The Johns Hopkins Gazette: June 10, 2002
June 10, 2002
VOL. 31, NO. 37

  

Engineering Dean to Step Down in '03

By Dennis O'Shea
Homewood
Johns Hopkins Gazette Online Edition

Ilene Busch-Vishniac, dean of the Whiting School of Engineering, has announced she will step down at the end of her five-year term next year and assume her faculty position as professor in the Department of Mechanical Engineering.

Busch-Vishniac said one factor in her decision was the difficulty of serving simultaneously as dean and as president of the Acoustical Society of America, the major professional organization in her field. She has been elected president starting next year.

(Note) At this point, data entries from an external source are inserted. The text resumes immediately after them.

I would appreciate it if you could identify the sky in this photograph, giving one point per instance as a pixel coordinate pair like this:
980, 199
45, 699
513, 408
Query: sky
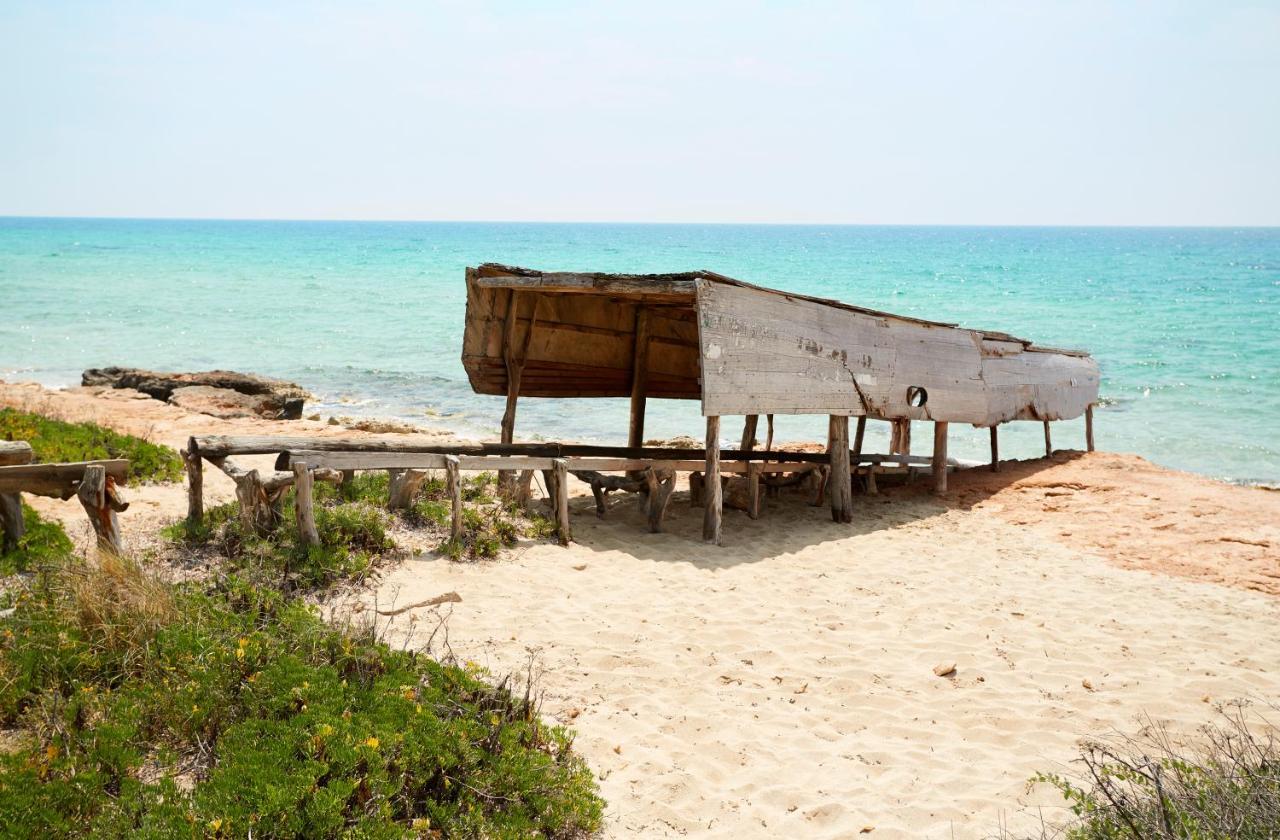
740, 110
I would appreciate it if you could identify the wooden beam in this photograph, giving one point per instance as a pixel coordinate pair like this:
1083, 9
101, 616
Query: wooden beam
403, 487
900, 439
749, 428
714, 510
841, 480
195, 483
561, 469
10, 521
14, 452
453, 485
97, 493
304, 506
639, 378
940, 457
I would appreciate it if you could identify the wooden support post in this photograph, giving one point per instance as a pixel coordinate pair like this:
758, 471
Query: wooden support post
561, 469
753, 420
195, 483
900, 439
403, 487
940, 457
304, 507
639, 377
10, 521
255, 511
453, 485
753, 489
97, 493
714, 510
840, 484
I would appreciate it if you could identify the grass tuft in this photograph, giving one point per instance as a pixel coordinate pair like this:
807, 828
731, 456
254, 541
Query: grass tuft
55, 441
1156, 788
237, 712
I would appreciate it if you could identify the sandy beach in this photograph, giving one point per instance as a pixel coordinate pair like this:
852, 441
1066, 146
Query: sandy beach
784, 683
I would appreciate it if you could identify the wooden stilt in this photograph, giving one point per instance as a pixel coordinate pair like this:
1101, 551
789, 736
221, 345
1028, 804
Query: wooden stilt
561, 470
940, 457
453, 485
10, 521
840, 484
97, 493
753, 489
714, 493
304, 506
749, 432
403, 487
639, 378
900, 441
195, 483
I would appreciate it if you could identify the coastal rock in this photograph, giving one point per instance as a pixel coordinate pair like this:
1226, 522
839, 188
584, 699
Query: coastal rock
215, 392
224, 402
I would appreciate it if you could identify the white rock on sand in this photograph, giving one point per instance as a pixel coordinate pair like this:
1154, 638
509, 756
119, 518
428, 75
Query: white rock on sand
784, 684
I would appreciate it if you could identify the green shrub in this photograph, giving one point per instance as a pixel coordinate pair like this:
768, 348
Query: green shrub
284, 726
53, 441
1228, 785
44, 542
352, 535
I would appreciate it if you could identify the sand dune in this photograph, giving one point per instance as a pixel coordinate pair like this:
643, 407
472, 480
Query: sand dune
784, 684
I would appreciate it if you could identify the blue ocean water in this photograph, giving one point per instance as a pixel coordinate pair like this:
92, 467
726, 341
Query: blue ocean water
1184, 323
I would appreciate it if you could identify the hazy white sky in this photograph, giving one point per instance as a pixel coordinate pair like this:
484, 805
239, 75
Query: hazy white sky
984, 113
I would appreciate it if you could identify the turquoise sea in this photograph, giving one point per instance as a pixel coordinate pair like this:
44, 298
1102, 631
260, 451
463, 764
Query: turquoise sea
1184, 323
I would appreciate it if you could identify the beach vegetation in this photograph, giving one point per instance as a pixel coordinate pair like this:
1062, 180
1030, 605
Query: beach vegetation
145, 708
58, 441
42, 542
1152, 786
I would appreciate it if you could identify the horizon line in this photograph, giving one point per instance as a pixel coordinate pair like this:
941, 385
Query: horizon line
650, 223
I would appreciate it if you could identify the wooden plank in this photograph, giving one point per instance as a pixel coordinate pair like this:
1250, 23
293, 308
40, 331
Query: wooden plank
12, 528
96, 493
195, 484
841, 487
713, 511
940, 457
764, 352
639, 378
69, 471
13, 452
453, 485
561, 469
304, 506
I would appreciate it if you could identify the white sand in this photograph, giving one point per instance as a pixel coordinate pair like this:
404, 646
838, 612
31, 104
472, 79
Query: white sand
782, 684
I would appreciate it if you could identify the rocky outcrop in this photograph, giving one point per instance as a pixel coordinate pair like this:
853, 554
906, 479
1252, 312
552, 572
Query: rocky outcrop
222, 393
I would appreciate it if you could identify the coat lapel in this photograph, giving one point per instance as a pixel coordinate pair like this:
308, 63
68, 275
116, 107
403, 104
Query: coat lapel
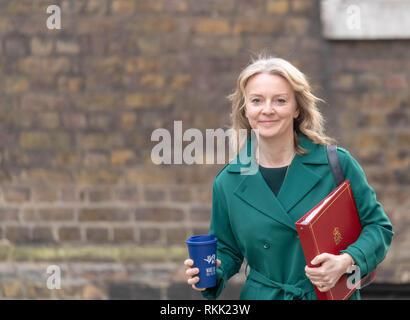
255, 192
300, 179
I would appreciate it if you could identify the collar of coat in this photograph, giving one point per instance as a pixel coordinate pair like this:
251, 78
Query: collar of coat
301, 178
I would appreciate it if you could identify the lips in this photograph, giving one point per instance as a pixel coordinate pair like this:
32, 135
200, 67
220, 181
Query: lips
269, 121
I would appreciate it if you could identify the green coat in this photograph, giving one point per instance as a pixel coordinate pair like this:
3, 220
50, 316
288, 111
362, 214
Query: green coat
251, 222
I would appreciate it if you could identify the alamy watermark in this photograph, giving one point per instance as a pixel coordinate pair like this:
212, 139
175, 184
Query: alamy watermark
54, 280
201, 150
54, 20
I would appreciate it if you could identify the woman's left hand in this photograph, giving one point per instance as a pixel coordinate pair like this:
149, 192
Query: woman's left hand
332, 267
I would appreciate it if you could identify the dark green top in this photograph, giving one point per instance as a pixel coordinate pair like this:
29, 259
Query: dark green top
274, 177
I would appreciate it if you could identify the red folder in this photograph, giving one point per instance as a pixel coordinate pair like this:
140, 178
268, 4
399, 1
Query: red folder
332, 225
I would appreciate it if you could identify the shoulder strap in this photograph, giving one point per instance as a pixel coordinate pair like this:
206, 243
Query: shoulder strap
335, 165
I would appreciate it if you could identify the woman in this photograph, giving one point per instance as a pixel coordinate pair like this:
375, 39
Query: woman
253, 216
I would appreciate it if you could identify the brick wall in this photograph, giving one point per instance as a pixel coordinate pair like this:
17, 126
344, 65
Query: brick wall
78, 106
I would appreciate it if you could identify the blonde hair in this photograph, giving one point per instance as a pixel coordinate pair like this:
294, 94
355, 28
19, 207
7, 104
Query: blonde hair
310, 121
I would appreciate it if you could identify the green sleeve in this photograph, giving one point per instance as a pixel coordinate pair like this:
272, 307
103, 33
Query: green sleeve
227, 249
374, 241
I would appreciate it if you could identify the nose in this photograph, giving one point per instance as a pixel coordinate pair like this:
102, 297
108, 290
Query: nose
267, 107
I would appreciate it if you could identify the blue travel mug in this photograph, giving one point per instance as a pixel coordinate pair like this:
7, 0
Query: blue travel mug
202, 250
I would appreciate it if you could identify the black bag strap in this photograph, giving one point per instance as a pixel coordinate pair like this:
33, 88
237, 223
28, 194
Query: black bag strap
335, 165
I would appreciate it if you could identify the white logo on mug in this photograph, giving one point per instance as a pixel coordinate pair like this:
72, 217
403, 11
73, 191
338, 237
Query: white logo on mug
210, 259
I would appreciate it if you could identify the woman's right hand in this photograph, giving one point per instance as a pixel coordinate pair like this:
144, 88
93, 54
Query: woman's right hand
191, 272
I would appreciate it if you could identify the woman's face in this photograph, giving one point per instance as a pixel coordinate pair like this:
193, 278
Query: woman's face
270, 105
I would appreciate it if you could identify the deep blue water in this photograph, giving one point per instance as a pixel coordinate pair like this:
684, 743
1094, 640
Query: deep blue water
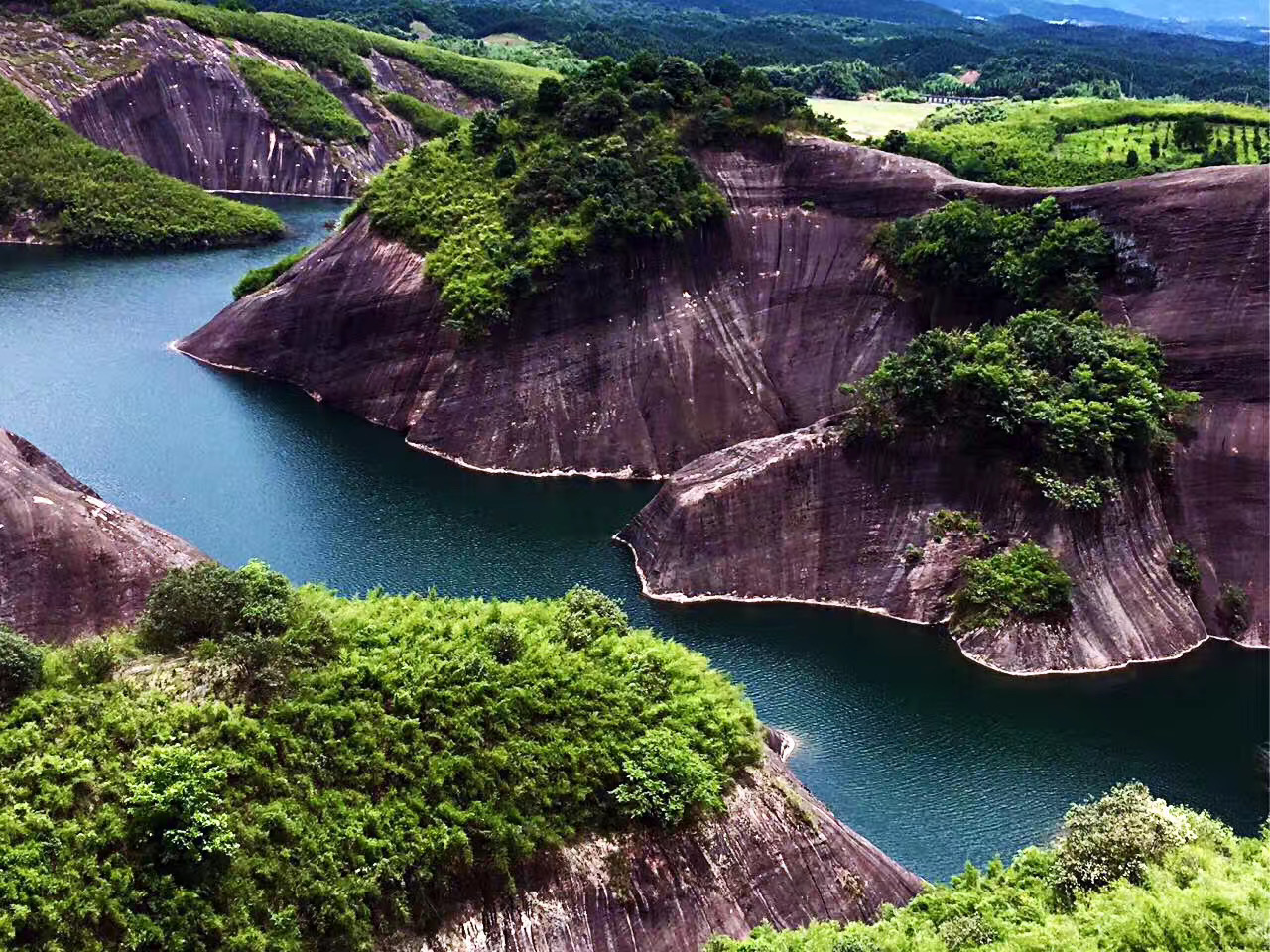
935, 760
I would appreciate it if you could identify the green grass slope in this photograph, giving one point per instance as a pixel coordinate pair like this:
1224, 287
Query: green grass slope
90, 197
316, 44
1083, 141
299, 771
300, 103
1128, 874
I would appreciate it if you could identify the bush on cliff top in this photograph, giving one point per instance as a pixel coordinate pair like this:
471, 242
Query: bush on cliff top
426, 119
316, 44
298, 102
1032, 258
1075, 399
408, 751
594, 160
1025, 583
266, 275
1128, 874
90, 197
1069, 141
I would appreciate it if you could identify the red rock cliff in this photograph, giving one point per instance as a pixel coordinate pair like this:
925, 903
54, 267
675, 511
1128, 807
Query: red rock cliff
71, 563
778, 856
169, 95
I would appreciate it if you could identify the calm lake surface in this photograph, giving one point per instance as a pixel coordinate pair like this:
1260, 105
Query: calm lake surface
933, 758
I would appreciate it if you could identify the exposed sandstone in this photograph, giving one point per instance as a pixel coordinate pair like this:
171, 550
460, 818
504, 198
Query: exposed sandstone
776, 856
70, 562
169, 95
802, 517
630, 366
653, 357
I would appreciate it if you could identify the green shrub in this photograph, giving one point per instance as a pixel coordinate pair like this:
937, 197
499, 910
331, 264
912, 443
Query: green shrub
1115, 838
1233, 608
1066, 141
1024, 583
90, 197
951, 522
599, 162
21, 665
587, 615
403, 766
427, 119
208, 601
322, 45
261, 277
1033, 258
176, 810
91, 661
1074, 397
1184, 567
665, 780
300, 103
1143, 876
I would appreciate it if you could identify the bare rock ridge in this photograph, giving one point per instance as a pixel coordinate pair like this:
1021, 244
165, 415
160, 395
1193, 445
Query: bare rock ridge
166, 93
652, 358
776, 856
70, 562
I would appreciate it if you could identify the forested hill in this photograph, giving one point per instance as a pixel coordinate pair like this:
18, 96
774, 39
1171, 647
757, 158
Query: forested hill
910, 41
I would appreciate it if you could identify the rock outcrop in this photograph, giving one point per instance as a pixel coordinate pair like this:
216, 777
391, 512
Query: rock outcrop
776, 856
166, 93
651, 358
630, 366
70, 562
804, 517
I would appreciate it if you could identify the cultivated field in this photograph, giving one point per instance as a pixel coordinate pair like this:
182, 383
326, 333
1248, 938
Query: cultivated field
873, 117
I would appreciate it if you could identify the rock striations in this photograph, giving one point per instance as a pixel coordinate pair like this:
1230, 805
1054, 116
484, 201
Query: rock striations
633, 366
834, 521
733, 343
71, 563
169, 95
776, 856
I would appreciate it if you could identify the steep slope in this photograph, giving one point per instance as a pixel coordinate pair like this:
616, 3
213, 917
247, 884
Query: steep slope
70, 562
166, 93
631, 366
835, 521
651, 358
776, 856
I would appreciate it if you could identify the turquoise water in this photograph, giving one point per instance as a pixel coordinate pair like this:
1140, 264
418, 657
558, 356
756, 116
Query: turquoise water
933, 758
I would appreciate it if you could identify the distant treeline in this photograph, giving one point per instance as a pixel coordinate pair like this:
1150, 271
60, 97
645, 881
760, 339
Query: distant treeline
908, 41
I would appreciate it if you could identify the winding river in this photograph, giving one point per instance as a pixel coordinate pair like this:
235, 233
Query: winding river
935, 760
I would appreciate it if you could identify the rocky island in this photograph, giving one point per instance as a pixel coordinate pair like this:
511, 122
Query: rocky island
71, 563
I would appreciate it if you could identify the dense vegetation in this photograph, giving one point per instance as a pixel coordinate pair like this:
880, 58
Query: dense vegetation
1083, 141
1127, 873
300, 103
912, 42
314, 44
307, 772
258, 277
90, 197
427, 119
1024, 583
1072, 400
594, 160
1032, 258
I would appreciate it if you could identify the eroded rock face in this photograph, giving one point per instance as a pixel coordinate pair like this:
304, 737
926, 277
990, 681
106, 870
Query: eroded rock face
654, 357
776, 856
803, 517
630, 367
71, 563
169, 95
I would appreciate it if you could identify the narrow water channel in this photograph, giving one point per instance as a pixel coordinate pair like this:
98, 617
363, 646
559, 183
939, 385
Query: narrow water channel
933, 758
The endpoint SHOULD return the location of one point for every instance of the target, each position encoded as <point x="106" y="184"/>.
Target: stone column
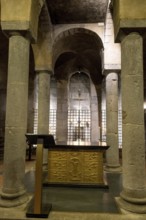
<point x="99" y="97"/>
<point x="112" y="154"/>
<point x="43" y="106"/>
<point x="133" y="196"/>
<point x="62" y="112"/>
<point x="13" y="191"/>
<point x="95" y="131"/>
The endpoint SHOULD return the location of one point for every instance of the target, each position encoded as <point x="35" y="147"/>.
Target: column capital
<point x="42" y="70"/>
<point x="109" y="71"/>
<point x="12" y="33"/>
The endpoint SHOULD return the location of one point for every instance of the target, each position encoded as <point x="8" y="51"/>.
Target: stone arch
<point x="86" y="45"/>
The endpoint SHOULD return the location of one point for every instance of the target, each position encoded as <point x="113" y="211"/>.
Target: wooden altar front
<point x="76" y="165"/>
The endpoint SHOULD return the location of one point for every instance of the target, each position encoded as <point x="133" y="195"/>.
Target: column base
<point x="117" y="169"/>
<point x="125" y="206"/>
<point x="12" y="202"/>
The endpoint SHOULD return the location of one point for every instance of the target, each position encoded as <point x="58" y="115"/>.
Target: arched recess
<point x="79" y="50"/>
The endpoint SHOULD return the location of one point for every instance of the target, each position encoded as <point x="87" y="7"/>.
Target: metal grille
<point x="78" y="126"/>
<point x="103" y="125"/>
<point x="52" y="122"/>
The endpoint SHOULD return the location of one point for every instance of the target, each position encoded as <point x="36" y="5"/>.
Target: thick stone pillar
<point x="95" y="130"/>
<point x="112" y="154"/>
<point x="13" y="191"/>
<point x="133" y="196"/>
<point x="62" y="112"/>
<point x="43" y="106"/>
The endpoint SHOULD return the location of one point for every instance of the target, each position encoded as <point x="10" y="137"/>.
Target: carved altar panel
<point x="76" y="167"/>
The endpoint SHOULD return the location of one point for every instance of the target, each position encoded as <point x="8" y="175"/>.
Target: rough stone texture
<point x="95" y="131"/>
<point x="24" y="15"/>
<point x="16" y="121"/>
<point x="112" y="50"/>
<point x="125" y="21"/>
<point x="77" y="11"/>
<point x="112" y="154"/>
<point x="134" y="186"/>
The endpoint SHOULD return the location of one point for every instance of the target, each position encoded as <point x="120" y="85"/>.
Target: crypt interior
<point x="75" y="70"/>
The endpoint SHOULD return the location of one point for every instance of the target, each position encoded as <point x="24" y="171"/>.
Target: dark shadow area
<point x="78" y="199"/>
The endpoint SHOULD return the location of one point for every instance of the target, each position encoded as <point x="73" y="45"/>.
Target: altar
<point x="76" y="165"/>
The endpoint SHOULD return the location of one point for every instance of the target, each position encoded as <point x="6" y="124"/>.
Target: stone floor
<point x="69" y="203"/>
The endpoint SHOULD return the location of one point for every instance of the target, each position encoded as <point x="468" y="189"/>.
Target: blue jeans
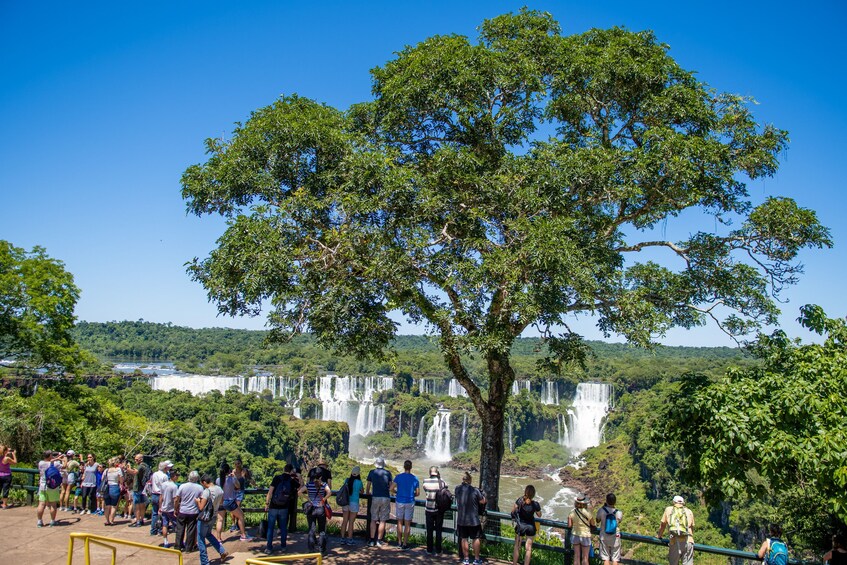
<point x="277" y="518"/>
<point x="204" y="534"/>
<point x="155" y="528"/>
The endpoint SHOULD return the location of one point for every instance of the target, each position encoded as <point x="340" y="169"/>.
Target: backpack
<point x="610" y="524"/>
<point x="679" y="521"/>
<point x="282" y="493"/>
<point x="778" y="555"/>
<point x="342" y="497"/>
<point x="443" y="499"/>
<point x="52" y="477"/>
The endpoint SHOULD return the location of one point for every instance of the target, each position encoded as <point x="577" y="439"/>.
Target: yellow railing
<point x="281" y="558"/>
<point x="103" y="541"/>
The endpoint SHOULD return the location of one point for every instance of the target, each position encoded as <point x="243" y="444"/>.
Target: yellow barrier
<point x="104" y="541"/>
<point x="281" y="558"/>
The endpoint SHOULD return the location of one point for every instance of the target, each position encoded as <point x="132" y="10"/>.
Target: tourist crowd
<point x="194" y="511"/>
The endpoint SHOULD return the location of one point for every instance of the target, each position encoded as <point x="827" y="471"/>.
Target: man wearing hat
<point x="379" y="481"/>
<point x="679" y="521"/>
<point x="156" y="481"/>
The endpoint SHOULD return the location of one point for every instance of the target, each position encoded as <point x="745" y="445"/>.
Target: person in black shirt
<point x="525" y="509"/>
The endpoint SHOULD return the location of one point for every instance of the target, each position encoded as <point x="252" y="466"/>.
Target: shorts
<point x="49" y="495"/>
<point x="352" y="507"/>
<point x="5" y="484"/>
<point x="113" y="495"/>
<point x="405" y="511"/>
<point x="168" y="519"/>
<point x="470" y="532"/>
<point x="610" y="549"/>
<point x="680" y="551"/>
<point x="380" y="509"/>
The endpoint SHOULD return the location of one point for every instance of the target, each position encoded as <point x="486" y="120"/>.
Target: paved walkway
<point x="24" y="543"/>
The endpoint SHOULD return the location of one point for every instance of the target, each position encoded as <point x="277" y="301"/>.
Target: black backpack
<point x="282" y="492"/>
<point x="342" y="497"/>
<point x="443" y="499"/>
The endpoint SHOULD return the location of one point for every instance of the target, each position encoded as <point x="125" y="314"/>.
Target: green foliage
<point x="194" y="432"/>
<point x="37" y="301"/>
<point x="774" y="432"/>
<point x="494" y="185"/>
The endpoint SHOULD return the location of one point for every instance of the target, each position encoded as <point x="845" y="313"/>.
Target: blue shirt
<point x="406" y="483"/>
<point x="380" y="480"/>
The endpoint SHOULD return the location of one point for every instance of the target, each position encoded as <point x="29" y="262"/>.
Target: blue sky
<point x="103" y="105"/>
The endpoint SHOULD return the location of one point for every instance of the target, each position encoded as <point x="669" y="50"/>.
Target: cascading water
<point x="438" y="437"/>
<point x="350" y="399"/>
<point x="561" y="429"/>
<point x="463" y="439"/>
<point x="549" y="393"/>
<point x="585" y="418"/>
<point x="420" y="438"/>
<point x="455" y="389"/>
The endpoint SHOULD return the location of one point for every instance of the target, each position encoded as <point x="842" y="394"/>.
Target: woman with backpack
<point x="524" y="511"/>
<point x="580" y="522"/>
<point x="348" y="499"/>
<point x="317" y="493"/>
<point x="773" y="550"/>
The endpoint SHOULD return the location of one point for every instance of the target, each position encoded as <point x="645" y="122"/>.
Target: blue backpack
<point x="610" y="524"/>
<point x="52" y="477"/>
<point x="778" y="555"/>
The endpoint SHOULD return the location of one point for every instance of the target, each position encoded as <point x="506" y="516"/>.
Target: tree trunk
<point x="491" y="454"/>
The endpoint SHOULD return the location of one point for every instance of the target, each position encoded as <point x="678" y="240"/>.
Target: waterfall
<point x="511" y="436"/>
<point x="549" y="393"/>
<point x="456" y="390"/>
<point x="420" y="438"/>
<point x="463" y="439"/>
<point x="350" y="399"/>
<point x="518" y="385"/>
<point x="585" y="418"/>
<point x="438" y="437"/>
<point x="561" y="429"/>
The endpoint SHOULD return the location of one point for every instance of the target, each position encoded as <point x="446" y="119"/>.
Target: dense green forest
<point x="654" y="444"/>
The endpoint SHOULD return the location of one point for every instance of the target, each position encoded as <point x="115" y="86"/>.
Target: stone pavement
<point x="25" y="544"/>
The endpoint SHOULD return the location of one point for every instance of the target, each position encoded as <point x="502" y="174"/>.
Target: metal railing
<point x="636" y="549"/>
<point x="283" y="558"/>
<point x="103" y="541"/>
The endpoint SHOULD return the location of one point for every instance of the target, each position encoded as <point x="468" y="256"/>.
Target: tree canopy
<point x="37" y="301"/>
<point x="773" y="432"/>
<point x="496" y="185"/>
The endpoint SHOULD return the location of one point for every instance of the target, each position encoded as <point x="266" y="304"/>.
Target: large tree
<point x="493" y="186"/>
<point x="37" y="301"/>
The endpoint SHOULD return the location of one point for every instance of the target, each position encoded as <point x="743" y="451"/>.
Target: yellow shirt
<point x="580" y="520"/>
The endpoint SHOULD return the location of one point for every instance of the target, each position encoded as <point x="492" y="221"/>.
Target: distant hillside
<point x="230" y="350"/>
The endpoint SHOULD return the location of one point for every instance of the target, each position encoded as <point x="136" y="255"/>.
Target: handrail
<point x="283" y="558"/>
<point x="105" y="541"/>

The dean also said she wants to spend more time with her family and that she looks forward to the opportunity to resume her research and teaching. She said she was announcing her June 30, 2003, departure now to allow time for a search and a smooth transition.

"I have reached the decision to step down only after a good deal of soul searching," Busch-Vishniac said in a message to the engineering faculty. "I have thoroughly enjoyed being dean of the Whiting School."

President William R. Brody said he accepted Busch-Vishniac's decision to step down with regret.

"Ilene has accomplished a great deal, and both the school and the university have benefited greatly from her leadership," Brody said. Busch-Vishniac led development of the Whiting School's new strategic plan and its implementation, he said.

"The school today is stronger, larger, more diverse and better supported than when she arrived," he said, pointing to a 40 percent growth in research funding, a significant increase in interdisciplinary research centers, enhancements in the undergraduate curriculum and a 20 percent increase in undergraduate enrollment.

Brody also cited the school's success in recruiting faculty; construction of Clark Hall, the new home of the Whitaker Biomedical Engineering Institute; and establishment of the interdivisional Johns Hopkins Information Security Institute.

Busch-Vishniac said she had greatly enjoyed helping to increase the school's visibility within Johns Hopkins, in the national engineering community, with prospective students and faculty, and with business and industry.

But, she said, "by far the most pleasant part of this job is the interaction with the people who define the school--the faculty, staff, students, alumni and friends. It has been a great privilege."

Busch-Vishniac came to Johns Hopkins in 1998 from the University of Texas at Austin, where she had been on the faculty since 1982. She served there as associate chair of the Department of Mechanical Engineering and worked on research problems as diverse as the cost-effective design of highway noise barriers and applications for electromechanical transduction. Last year, she won the Silver Medal in Engineering Acoustics from the Acoustical Society of America, the society's highest award for technical merit, awarded no more than once every three years in each discipline area.

Brody said that he and Provost Steven Knapp will soon launch a national search for Busch-Vishniac's successor.